Asked why it is taking so long to increase testing, Prof Cosford told Good Morning Britain: “This is an incredibly complex operation to put in place in a very short period of time.”
He added that there is “24/7 work” going on to overcome “a whole range of issues” in ensuring testing is rolled out properly.
On BBC Radio 4’s Today programme, Prof Cosford added that “everybody involved is frustrated” about not reaching the required testing output.
He said an antibody test is being evaluated “as we speak to see whether it will deliver what we need it to deliver”.
PHE has also come under fire over its policy on wider testing of the public with suspected Covid-19.
“Test, test, test”
It has said repeatedly that most adults who develop symptoms will fully recover and do not need to be tested, even as the World Health Organisation (WHO) was urging countries to “test, test, test”.
Many scientists have disagreed with the PHE stance, saying it is only through widespread community testing that the UK will be able to track the virus and emerge from lockdown.
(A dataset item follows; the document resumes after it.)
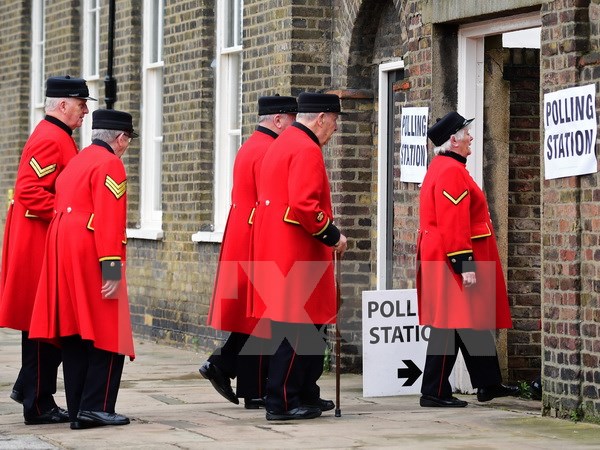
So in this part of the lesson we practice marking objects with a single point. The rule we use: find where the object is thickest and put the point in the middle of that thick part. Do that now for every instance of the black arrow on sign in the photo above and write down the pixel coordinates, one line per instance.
(411, 373)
Professor Yvonne Doyle, medical director of PHE, suggested to reporters on Wednesday the intention was to scale up this sort of testing.
She said: “In terms of mass testing, the testing strategy is to increase the amount of testing done not just in healthcare workers but in the population.”
Shadow health secretary Jonathan Ashworth tweeted on Thursday there was a need for a clear “national testing strategy to beat the virus”.
He added: “Make full use of labs in HE (higher education), research institutions & industry & cut through any bureaucracy holding this back. Community testing & tracing is way out of lockdown cycles until vaccine found.”
It comes as the British Medical Association published new ethics advice to medics saying Covid-19 patients could have their treatment withdrawn and offered to others who are more likely to survive.
It said health professionals could be forced to make “grave decisions” if hospitals become overwhelmed with patients.
On Wednesday, the UK reported its biggest day-on-day rise in deaths so far from Covid-19, taking the death toll to 2,352.
It comes as the WHO said the number of confirmed cases around the globe will exceed a million in the coming days.